藤田 私は大学入学時から、世界大会に出場したいという目標を掲げていました。なので、この試合でユニバの代表が決まるということは意識していました。ただ、故障が重なってしまい練習が十分に積めませんでした。自分の状態を鑑みて、試合の感覚を忘れないようにすることに重点を置いて参加しました。足の状態が良くないことや、気温のこともあったので関カレへの影響を考えての途中棄権というかたちになりました。強い選手を間近に見られたので、収穫もあったと思います。

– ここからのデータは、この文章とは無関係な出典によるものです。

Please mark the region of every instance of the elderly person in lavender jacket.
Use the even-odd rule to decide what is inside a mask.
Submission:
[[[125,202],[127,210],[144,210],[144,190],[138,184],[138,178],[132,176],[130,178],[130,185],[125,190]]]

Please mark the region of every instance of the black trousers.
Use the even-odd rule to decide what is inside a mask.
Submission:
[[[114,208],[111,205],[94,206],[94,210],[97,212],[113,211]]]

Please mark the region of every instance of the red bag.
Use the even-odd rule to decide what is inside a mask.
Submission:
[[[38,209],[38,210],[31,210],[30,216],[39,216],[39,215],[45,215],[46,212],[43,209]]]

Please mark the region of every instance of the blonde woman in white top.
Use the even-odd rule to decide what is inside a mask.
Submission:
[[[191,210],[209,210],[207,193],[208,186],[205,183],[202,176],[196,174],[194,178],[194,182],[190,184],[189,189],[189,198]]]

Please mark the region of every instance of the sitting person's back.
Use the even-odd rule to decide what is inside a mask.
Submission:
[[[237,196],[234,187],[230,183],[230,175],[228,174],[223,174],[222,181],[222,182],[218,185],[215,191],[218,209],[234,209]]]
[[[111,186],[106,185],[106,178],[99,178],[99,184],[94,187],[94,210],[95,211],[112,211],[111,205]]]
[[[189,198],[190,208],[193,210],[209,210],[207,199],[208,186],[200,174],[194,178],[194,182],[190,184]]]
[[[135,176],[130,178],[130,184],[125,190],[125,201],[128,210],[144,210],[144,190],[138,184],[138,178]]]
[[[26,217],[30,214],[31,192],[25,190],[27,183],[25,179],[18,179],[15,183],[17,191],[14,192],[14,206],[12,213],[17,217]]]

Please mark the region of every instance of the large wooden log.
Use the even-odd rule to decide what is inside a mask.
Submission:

ーー関東インカレについて伺います。全員が昨年以上の結果で入賞しましたが、調子はどうでしたか

中島 私は万全に近い状態でスタートラインに立てました。不安などもなく、今日はいけると思ってスタートできたのは大きかったです。その結果、自己ベストを1分以上更新できたというところはかなり良かったです。ただ、結果としては2位だったのでそれで満足してしまわないように、と思っています。周りにも2位では足りないと思ってもらえる選手になりたいと思いました。

藤田 私は試合の9日前に捻挫をしてしまい、その時は本当に絶望というか。最後の最後で何をしているんだという気持ちでいました。トレーナーさんなどのたくさんの方々に支えていただいて、何とか痛みは収まった状態で試合に出場できました。試合前には、とにかくやるしかないということしか頭になかったと思います。レースでは前につくことを意識していました。結果としては自己ベストを更新することができました。高校の時の記録をずっと更新できていなかったので、更新できてほっとしましたし良かったなと思います。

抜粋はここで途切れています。